The Body Covers: The 3rd International Conference on Nutrition and HIV Infection
April 22-25, 1999
The third international conference on nutrition and HIV infection began on Thursday, April 22, 1999 in Cannes on the French Riviera. Six hundred delegates from around the world gathered to discuss the ongoing issues related to nutrition and metabolic disorders associated with HIV infection. The 4 years since the first of these conferences have witnessed a dramatic change in the face of HIV infection: death rates are down, complications are less severe and less frequent, and long-term control of HIV seems possible if not likely. In 1995 the major discussion at the conference was the evaluation of AIDS-wasting syndrome, and in 1997 the major theme seemed to be that wasting was treatable, preventable or even disappearing. Now in 1999 there is a new awareness of the metabolic complications of HAART and their relationship to HIV infection itself. Much of this area remains unexplained, controversial and confusing. Indeed we seem to be spending a disproportionate amount of time discussing just what to call these complications ... lipodystrophy, fat redistribution syndrome (my preference), lipoatrophy, etc. But whatever we get around to calling this syndrome it is a major complicating factor of HIV infection; a complicating factor that could have substantial public health implications if it leads to further complications or nonadherence to therapy. The major components of the fat redistribution syndrome (FRS) have been described and include both fat accumulation (such as truncal obesity, breast enlargement, buffalo hump) and fat depletion (face, extremities, buttocks) as well as hyperlipidemia and insulin resistance.

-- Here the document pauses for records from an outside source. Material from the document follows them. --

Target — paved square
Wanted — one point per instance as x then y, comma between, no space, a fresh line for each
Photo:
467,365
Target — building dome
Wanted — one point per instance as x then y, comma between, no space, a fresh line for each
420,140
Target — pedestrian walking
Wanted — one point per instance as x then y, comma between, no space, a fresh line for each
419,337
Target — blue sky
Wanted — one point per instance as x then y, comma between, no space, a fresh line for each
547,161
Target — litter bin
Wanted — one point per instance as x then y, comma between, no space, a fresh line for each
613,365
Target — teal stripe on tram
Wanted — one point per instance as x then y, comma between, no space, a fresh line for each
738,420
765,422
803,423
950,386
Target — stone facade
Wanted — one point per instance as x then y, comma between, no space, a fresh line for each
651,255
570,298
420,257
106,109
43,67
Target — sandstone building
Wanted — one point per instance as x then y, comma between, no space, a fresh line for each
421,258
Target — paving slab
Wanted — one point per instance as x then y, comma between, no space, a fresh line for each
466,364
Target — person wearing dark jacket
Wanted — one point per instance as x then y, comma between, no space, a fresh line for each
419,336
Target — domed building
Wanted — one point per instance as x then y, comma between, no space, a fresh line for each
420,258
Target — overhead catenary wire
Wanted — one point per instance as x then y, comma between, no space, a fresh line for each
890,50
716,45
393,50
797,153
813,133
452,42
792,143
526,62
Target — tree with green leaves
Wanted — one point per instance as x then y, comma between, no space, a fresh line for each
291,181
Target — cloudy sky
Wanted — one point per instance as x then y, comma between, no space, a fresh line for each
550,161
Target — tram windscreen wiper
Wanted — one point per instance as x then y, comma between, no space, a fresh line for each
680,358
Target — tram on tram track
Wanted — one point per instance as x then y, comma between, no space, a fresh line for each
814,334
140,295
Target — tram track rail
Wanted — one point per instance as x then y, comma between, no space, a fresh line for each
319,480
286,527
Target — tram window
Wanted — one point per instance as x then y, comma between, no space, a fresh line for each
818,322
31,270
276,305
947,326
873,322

We all return from Cannes with an increased appreciation of metabolic disorders related to HIV infection and its treatment. The evolution of HIV infection and its treatment has been especially dynamic since the introduction of the protease inhibitors in late 1995. Problems not even anticipated then now dominate the subject; future problems not currently appreciated cannot be anticipated. Though treatment of viral replication remains paramount and central to the control of HIV infection, this treatment is much more complicated than previously thought. The role of fat redistribution syndrome in nonadherence, on selection of initial treatment regimens, and on the deferral of treatment has been barely explored. What we will be discussing in 2001 at the next HIV/nutrition conference cannot be imagined now. Malnutrition is a major factor in disease progression and quality of life in the developing world where most people with HIV infection live.
DISCLAIMER: The details discussed in these summaries are based on my notes and the program abstracts from the conference. Accuracy cannot be guaranteed, as I could not verify each and every detail after the presentations.